METHODS: A systematic review using MEDLINE, EMBASE, Web of Science, CINAHL and The Cochrane Library was performed including studies evaluating trauma registry data quality based on completeness, accuracy, precision, correctness consistency, or timeliness. We also searched MEDLINE to identify regional, national and international trauma registries whose data was used ≥10 times in original studies in the last 10 years; administrators of those registries were contacted to obtain their latest data quality report. Two authors abstracted the data independently.

RESULTS: The search retrieved 7495 distinct published articles of which 10 were eligible for inclusion.
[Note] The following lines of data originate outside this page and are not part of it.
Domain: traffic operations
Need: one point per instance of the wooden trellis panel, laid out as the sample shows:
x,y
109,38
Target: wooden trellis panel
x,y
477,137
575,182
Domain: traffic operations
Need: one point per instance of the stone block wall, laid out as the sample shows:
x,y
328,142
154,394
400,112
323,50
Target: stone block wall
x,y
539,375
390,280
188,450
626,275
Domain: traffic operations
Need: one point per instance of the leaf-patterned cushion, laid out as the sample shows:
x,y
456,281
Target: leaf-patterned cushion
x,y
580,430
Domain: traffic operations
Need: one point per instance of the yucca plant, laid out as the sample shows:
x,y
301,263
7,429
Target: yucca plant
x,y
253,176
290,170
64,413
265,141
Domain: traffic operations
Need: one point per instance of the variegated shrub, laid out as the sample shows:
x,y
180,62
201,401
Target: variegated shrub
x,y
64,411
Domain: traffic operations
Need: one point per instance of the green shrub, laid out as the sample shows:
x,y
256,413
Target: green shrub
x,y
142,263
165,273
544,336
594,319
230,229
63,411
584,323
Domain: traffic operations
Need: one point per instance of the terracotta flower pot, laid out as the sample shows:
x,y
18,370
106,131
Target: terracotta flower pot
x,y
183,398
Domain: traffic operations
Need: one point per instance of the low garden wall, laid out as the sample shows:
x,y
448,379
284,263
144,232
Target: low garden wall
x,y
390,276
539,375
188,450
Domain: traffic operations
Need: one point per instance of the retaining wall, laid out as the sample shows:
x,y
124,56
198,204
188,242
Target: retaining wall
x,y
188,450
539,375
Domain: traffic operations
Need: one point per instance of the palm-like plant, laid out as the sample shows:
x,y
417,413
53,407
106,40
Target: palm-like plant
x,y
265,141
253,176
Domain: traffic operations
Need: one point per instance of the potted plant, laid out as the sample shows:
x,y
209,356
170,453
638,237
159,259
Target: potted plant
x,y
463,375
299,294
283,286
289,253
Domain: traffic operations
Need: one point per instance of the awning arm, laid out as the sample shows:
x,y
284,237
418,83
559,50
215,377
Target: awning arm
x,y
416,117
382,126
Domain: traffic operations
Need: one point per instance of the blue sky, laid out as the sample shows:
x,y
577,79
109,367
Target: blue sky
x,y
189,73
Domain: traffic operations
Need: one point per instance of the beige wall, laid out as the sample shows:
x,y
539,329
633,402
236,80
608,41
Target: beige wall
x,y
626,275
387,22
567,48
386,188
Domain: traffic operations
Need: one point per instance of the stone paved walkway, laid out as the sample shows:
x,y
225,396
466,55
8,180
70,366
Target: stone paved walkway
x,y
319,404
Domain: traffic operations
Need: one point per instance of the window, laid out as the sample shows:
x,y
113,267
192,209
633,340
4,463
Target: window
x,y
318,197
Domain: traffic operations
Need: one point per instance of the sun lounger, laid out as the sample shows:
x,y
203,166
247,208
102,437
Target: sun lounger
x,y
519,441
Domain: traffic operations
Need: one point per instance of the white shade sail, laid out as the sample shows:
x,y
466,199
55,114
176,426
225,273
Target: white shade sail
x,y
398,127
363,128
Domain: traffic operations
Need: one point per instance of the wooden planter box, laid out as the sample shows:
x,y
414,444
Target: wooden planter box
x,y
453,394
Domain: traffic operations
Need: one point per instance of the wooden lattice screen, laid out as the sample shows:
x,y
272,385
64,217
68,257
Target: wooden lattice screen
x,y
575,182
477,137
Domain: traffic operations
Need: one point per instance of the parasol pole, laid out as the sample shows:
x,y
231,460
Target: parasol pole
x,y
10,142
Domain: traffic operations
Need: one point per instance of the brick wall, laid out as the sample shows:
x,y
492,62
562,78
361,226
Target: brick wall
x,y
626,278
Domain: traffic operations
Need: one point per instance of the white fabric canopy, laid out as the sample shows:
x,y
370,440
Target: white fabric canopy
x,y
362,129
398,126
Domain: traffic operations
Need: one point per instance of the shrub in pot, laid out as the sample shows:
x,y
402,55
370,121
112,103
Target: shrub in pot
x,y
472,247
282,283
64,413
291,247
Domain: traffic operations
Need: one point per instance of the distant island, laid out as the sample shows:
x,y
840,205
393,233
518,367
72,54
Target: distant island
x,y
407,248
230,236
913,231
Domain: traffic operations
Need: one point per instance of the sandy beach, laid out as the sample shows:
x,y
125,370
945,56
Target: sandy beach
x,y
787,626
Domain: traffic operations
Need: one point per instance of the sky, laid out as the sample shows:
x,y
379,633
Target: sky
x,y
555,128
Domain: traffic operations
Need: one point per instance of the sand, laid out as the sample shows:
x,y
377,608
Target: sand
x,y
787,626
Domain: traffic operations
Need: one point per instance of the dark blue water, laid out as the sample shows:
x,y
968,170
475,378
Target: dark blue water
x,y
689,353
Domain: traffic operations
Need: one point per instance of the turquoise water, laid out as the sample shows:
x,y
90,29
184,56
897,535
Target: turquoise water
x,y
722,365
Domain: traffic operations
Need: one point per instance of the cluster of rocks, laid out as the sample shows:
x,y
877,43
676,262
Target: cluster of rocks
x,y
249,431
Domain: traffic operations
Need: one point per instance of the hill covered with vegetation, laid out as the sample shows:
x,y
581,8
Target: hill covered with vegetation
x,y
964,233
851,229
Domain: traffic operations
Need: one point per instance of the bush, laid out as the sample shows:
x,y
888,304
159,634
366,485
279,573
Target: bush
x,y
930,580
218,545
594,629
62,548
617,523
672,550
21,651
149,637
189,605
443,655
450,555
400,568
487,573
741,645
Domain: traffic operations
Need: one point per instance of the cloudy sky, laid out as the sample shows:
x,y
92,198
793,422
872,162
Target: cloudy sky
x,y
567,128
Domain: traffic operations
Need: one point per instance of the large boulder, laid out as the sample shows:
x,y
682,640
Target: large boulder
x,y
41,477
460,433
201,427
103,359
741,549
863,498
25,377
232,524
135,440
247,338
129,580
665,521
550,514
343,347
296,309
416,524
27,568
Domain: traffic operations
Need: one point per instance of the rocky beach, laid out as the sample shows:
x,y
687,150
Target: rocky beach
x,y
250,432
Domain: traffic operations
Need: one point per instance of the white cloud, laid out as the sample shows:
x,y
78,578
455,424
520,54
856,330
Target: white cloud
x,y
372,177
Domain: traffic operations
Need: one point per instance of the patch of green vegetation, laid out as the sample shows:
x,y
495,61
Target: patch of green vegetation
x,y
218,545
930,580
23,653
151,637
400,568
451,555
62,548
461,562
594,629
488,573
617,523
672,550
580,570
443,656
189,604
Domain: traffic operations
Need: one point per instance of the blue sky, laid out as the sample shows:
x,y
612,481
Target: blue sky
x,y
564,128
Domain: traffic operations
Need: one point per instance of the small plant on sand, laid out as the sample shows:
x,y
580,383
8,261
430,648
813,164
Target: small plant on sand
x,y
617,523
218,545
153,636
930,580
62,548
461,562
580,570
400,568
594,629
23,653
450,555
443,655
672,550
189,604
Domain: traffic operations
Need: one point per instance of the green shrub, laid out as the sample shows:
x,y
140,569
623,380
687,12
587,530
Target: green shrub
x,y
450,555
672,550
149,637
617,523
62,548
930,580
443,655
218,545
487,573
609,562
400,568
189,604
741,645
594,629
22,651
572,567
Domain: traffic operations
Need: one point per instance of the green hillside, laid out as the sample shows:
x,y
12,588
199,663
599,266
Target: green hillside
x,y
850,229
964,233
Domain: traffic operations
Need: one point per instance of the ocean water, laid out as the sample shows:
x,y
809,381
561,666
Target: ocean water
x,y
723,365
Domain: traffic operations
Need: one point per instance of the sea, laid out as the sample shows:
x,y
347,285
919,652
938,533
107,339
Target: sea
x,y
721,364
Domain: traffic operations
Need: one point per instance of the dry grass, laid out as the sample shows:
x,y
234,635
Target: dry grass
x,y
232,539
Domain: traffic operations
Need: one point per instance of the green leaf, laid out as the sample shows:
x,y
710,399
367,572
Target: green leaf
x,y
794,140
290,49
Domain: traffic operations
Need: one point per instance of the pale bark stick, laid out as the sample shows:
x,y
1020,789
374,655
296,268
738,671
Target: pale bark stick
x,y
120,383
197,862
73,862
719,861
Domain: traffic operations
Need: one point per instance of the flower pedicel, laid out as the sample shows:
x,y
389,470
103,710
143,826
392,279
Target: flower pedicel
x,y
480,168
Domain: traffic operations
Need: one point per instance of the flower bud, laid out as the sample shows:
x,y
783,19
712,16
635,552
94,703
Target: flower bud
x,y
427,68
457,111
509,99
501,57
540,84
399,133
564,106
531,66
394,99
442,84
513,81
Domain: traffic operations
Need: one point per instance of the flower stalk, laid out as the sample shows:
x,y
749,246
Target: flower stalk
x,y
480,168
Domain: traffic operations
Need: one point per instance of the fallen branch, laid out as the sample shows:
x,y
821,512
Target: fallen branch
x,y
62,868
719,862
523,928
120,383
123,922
We also reviewed data quality reports from 5 provincial and international trauma registries. Evaluation was mostly based on completeness with values between 46.8% (mechanism of injury) and 100% (age and gender). Accuracy was between 81.0% (operating room time) and 99.8% (gender). No evidence of data precision or timeliness was available. Correctness varied from 47.6% (injury severity score) to 83.2% (Glasgow coma score) and consistency between variables from 87.5% (ICD9-CM/AIS) to 99.6% (procedure time).

CONCLUSIONS: In the few studies we identified, DQ evaluation in trauma registries was mostly based on completeness. There is a need to develop a standardized and reproducible method to evaluate DQ in trauma registries. Determinants of DQ and the impact of DQ on trauma registry analyses such as benchmarking with quality indicators should also be explored. LEVEL OF EVIDENCE: Systematic review, level I evidence.